5. The method for measuring the thermal migration quantity of the filter rod additive, which is characterized by comprising the following steps of:

and (3) opening the air heater, wrapping the filter stick additive to be tested by adopting acetate fibers after the temperatures at the air outlet and the air outlet are stable, loading the filter stick additive into a purging pipe, adding a refrigerant into a refrigerant container, immersing a filter holder into the refrigerant, starting a smoking machine for smoking, blowing out thermomigration components in a sample to be tested by air flow through the purging pipe in the smoking process of the smoking machine, capturing the thermomigration components by a Cambridge filter, and measuring the migration quantity of the captured thermomigration components by a static headspace-gas chromatography-mass spectrometry.
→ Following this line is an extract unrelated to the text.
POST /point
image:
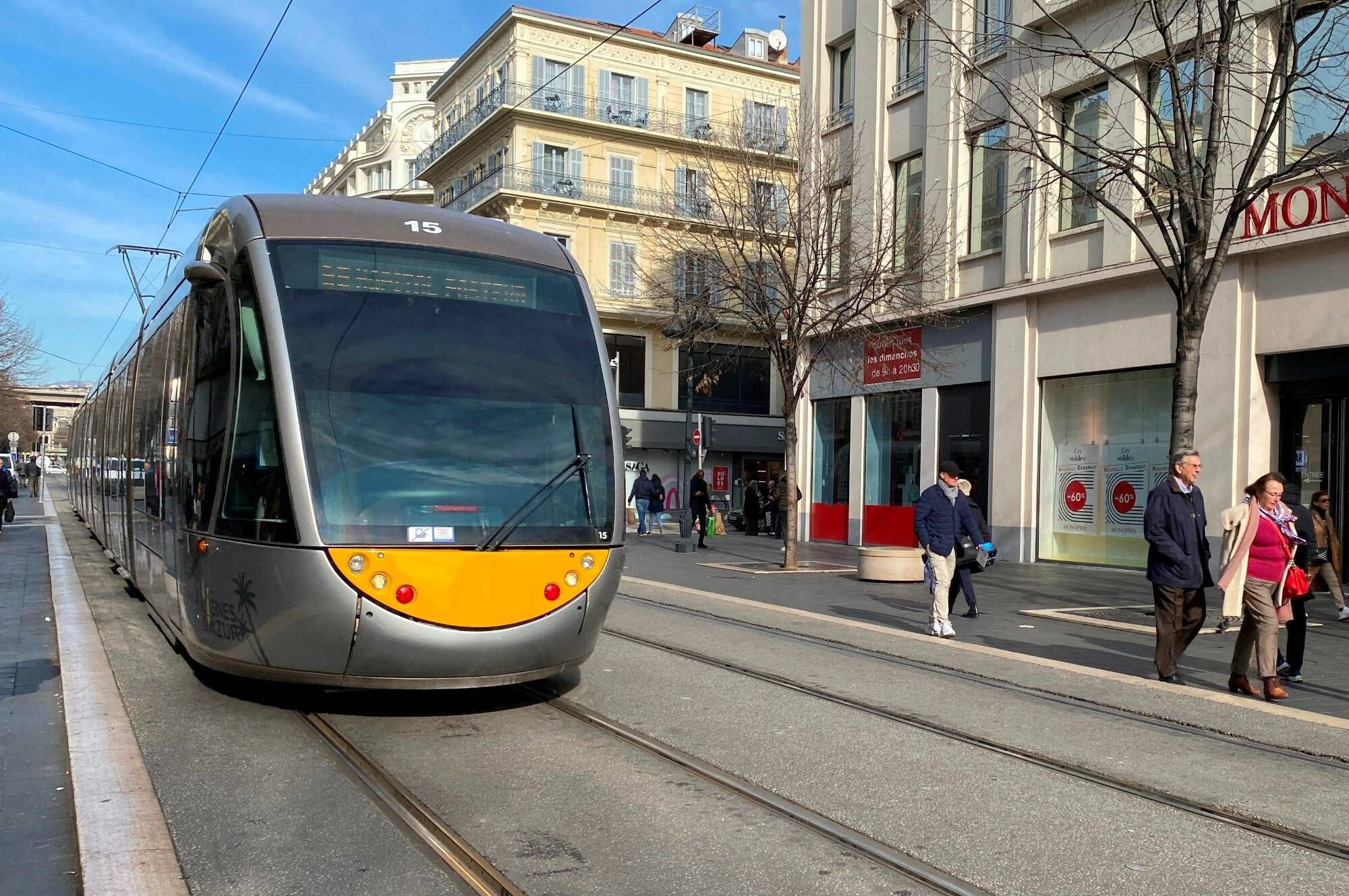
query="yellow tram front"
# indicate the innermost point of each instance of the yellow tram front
(458, 440)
6. The method of claim 5, wherein the smoking mode of the smoking machine is an ISO standard smoking mode or a canadian deep drawing mode; the refrigerant is ice water, oil, dry ice or liquid nitrogen.
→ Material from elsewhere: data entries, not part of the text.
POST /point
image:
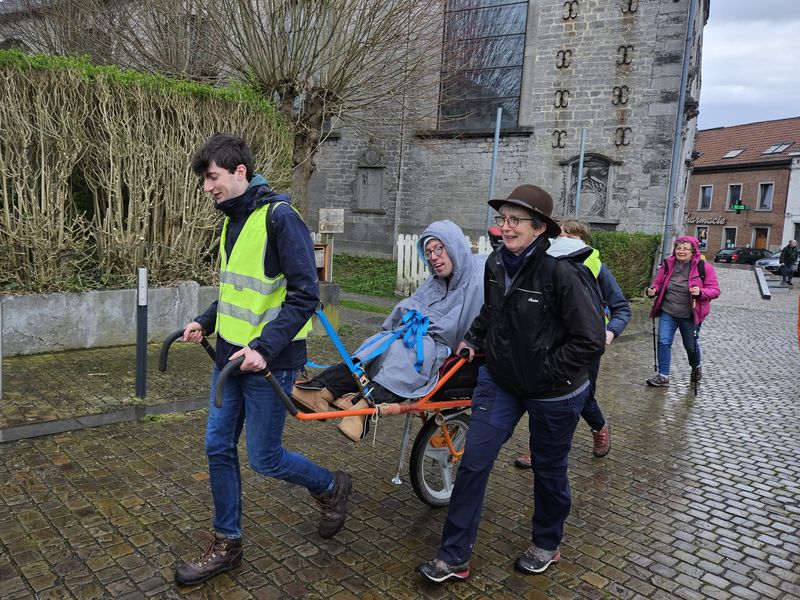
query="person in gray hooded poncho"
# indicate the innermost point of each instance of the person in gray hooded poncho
(450, 298)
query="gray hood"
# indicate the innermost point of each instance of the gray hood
(570, 248)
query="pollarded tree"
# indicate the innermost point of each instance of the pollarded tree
(349, 60)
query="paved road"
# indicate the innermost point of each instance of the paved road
(697, 499)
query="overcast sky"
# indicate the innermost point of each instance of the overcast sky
(751, 62)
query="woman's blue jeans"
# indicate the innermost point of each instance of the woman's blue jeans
(667, 325)
(495, 414)
(250, 395)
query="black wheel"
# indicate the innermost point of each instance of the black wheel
(432, 467)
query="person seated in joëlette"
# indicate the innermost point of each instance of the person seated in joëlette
(402, 361)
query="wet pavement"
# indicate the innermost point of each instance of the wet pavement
(699, 497)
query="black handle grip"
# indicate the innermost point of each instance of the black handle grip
(162, 357)
(233, 365)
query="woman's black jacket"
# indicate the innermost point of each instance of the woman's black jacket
(538, 343)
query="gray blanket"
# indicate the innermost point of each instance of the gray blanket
(451, 305)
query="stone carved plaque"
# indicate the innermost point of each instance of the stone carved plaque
(594, 188)
(369, 186)
(331, 220)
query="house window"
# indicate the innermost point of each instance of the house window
(729, 237)
(777, 148)
(484, 48)
(760, 237)
(765, 196)
(734, 195)
(701, 233)
(734, 153)
(706, 193)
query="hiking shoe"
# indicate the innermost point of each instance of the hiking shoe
(312, 400)
(222, 554)
(437, 570)
(524, 461)
(536, 560)
(658, 380)
(355, 428)
(602, 442)
(333, 505)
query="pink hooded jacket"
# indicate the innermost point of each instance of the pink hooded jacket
(708, 289)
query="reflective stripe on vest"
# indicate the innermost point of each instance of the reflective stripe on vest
(248, 299)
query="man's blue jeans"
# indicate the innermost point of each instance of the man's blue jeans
(251, 396)
(495, 413)
(667, 325)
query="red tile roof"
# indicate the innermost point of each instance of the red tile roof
(713, 144)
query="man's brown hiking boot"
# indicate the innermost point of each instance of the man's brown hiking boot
(222, 554)
(333, 505)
7. The method of claim 5, wherein the specific parameters of static headspace-gas chromatography-mass spectrometry are:

static headspace conditions: sample equilibrium temperature: 160. the temperature is lower than the temperature; sample ring: 3.0 mL; sample ring temperature: 160. the temperature is lower than the temperature; transmission line temperature: 180. the temperature is lower than the temperature; sample equilibration time: 30.0 min; sample bottle pressurization pressure: 138 kPa; pressurizing time: 0.20 min; inflation time: 0.20 min; sample loop equilibration time: 0.05 min; sample introduction time: 1.0 min;

gas chromatography conditions: chromatographic column: a VOC capillary column with the specification of 60 m multiplied by 0.32 mm multiplied by 1.8 mu m; carrier gas: helium with purity more than or equal to 99.999%; sample inlet temperature: 200 ℃; constant flow mode, column flow 2.0 mL/min, split ratio 1:1; programming temperature: the initial temperature is 40 ℃, and the temperature is kept for 2min; raising the temperature to 160 ℃ at a heating rate of 4 ℃/min; then the temperature is raised to 210 ℃ at the heating rate of 10 ℃/min, and the temperature is kept for 10 min;

mass spectrometry conditions: auxiliary interface temperature: 220. the temperature is lower than the temperature; ionization mode: an electron bombardment source (EI); ionization energy: 70 eV; ion source temperature: 230. the temperature is lower than the temperature; quadrupole temperature: 150. the temperature is lower than the temperature; solvent delay time: 4.0 min; the full-scanning monitoring mode is carried out, and the scanning range is 29 amu to 350 amu.